Da mesma forma, e aqui está a segunda lição que gostaria de mencionar, este desafio cultural não pode ser enfrentado apenas com base numa tecnologia que, pretendendo «ser a única solução dos problemas, é incapaz de ver o mistério das múltiplas relações que existem entre as coisas e, por isso, às vezes resolve um problema criando outros» (Laudato si', 20).

Isto foi evidenciado pela necessidade de adotar, em 2016, uma nova Alteração ao Protocolo de Montreal, a Alteração de Quigali. Esta Alteração tem por objectivo proibir as substâncias que, em si mesmas, não contribuem para a deterioração da camada de ozono, mas que afetam o aquecimento da atmosfera e cuja utilização aumentou como meio de substituir certas substâncias nocivas para a camada de ozono.

É importante que a Alteração de Quigali obtenha rapidamente a aprovação universal por parte de toda a família das nações, como aconteceu com a Convenção de Viena e o Protocolo de Montreal.

A este respeito, tenho o prazer de anunciar a intenção da Santa Sé de aderir à Alteração de Quigali. Com este gesto, a Santa Sé deseja continuar a dar o seu apoio moral a todos os Estados empenhados em cuidar da nossa casa comum.

Continuando, a terceira lição que gostaria de mencionar é a importância de que este cuidado com a nossa casa comum seja ancorado na compreensão de que «tudo está interligado».
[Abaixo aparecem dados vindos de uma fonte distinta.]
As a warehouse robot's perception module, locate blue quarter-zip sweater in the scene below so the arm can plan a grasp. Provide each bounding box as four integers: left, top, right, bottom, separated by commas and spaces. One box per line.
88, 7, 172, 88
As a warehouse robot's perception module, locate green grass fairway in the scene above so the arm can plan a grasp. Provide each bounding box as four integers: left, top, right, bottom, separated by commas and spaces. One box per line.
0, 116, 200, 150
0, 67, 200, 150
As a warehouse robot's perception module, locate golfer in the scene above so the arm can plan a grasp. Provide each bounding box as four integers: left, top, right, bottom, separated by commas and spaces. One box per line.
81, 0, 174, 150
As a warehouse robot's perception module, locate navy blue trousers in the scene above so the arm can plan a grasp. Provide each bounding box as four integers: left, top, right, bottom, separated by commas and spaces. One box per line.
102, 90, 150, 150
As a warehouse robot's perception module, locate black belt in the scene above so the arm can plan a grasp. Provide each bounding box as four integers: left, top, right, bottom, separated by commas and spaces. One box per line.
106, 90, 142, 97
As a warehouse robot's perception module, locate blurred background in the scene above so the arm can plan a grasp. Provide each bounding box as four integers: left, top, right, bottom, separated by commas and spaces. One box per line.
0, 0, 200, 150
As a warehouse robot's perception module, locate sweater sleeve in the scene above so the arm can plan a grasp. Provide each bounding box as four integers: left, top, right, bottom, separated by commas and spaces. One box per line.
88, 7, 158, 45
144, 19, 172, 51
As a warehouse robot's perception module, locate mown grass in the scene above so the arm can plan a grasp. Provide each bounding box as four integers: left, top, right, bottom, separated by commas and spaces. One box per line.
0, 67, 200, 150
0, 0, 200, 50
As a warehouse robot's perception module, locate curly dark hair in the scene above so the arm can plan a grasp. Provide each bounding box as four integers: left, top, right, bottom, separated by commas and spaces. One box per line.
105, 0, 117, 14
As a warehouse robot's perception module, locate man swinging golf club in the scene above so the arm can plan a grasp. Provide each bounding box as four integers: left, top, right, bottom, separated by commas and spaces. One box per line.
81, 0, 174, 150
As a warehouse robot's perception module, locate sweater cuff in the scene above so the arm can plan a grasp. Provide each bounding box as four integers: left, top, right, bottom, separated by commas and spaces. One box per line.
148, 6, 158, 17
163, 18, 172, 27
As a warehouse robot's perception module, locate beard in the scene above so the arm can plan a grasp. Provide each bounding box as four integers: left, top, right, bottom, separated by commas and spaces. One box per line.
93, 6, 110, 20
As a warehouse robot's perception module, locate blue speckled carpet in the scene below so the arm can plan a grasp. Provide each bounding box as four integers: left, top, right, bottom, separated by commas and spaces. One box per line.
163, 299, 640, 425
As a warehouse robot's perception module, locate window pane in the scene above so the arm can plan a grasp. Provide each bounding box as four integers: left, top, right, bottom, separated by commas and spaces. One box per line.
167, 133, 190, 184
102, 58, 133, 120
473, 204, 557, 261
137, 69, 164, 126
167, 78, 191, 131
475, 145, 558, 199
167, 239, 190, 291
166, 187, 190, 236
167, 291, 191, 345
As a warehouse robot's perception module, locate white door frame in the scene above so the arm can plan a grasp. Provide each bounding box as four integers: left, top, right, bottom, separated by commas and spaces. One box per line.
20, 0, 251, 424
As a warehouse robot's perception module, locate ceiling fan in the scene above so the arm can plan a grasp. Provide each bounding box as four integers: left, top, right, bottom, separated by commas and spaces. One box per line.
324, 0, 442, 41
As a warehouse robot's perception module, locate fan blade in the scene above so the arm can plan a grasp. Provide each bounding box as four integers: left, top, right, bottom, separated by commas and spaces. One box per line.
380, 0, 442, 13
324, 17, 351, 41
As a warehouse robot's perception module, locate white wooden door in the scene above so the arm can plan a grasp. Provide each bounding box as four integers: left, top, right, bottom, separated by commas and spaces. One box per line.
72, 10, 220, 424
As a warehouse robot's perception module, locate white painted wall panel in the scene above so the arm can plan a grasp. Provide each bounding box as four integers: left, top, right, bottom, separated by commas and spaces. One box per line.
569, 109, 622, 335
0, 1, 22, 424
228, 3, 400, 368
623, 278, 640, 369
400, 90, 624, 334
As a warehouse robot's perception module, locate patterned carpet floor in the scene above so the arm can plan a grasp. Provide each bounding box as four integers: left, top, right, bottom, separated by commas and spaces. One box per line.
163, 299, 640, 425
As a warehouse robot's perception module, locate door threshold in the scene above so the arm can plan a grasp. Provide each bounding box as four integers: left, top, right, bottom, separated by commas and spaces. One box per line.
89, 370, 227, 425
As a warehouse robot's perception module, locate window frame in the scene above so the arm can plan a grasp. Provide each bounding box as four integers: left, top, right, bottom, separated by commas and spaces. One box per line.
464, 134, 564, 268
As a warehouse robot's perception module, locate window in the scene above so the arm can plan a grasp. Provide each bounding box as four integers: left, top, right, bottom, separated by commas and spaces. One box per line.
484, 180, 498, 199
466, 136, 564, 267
Pode dizer-se que a Alteração de Quigali também apela a este princípio, uma vez que representa uma espécie de ponte entre o problema do ozono e o fenómeno do aquecimento global, realçando assim a sua interacção.

A consideração cuidadosa das várias interligações das nossas decisões e do impacto que delas resultam envolve numerosos níveis de complexidade. Vivemos um momento histórico marcado por desafios que, embora urgentes, estimulam a criação de uma cultura efetivamente orientada para o bem comum. Isto requer a adoção de uma visão a longo prazo sobre a forma mais eficaz de promover o desenvolvimento integral para todos os membros da família humana, seja perto ou longe no espaço ou no tempo. Esta visão deve tomar forma nos centros de educação e cultura onde a sensibilização é criada, onde os indivíduos são formados em responsabilidade política, científica e económica e, de um modo mais geral, onde são tomadas decisões responsáveis.

A aceleração contínua das mudanças que afetam a humanidade e o nosso planeta, associada hoje a um ritmo de vida e de trabalho mais intenso, deve levar-nos constantemente a perguntar-nos se os objetivos deste progresso estão verdadeiramente orientados para o bem comum e para um desenvolvimento humano sustentável e integral, ou se causam danos ao nosso mundo e à qualidade de vida de grande parte da humanidade, agora e no futuro (cf. Laudato si', 18).

Uma resposta ponderada a esta pergunta só pode ser dada à luz de uma reflexão sobre os três pontos em que me concentrei. Em primeiro lugar, dar a vida real ao diálogo em nome da responsabilidade partilhada pelo cuidado da nossa casa comum, na qual ninguém “absolutiza” o seu próprio ponto de vista. Então, fazer com que as soluções tecnológicas sejam incluídas numa visão mais ampla que tenha em consideração a variedade de relações existentes. Por fim, estruturar as nossas decisões a partir do conceito central daquilo a que podemos chamar “ecologia integral”, fundamentada na constatação de que “tudo está interligado”.

Manifesto a minha esperança orante de que o regime internacional do ozono, bem como outras iniciativas louváveis da comunidade global no cuidado da nossa casa comum, possam continuar por este caminho complexo, desafiador, mas sempre estimulante.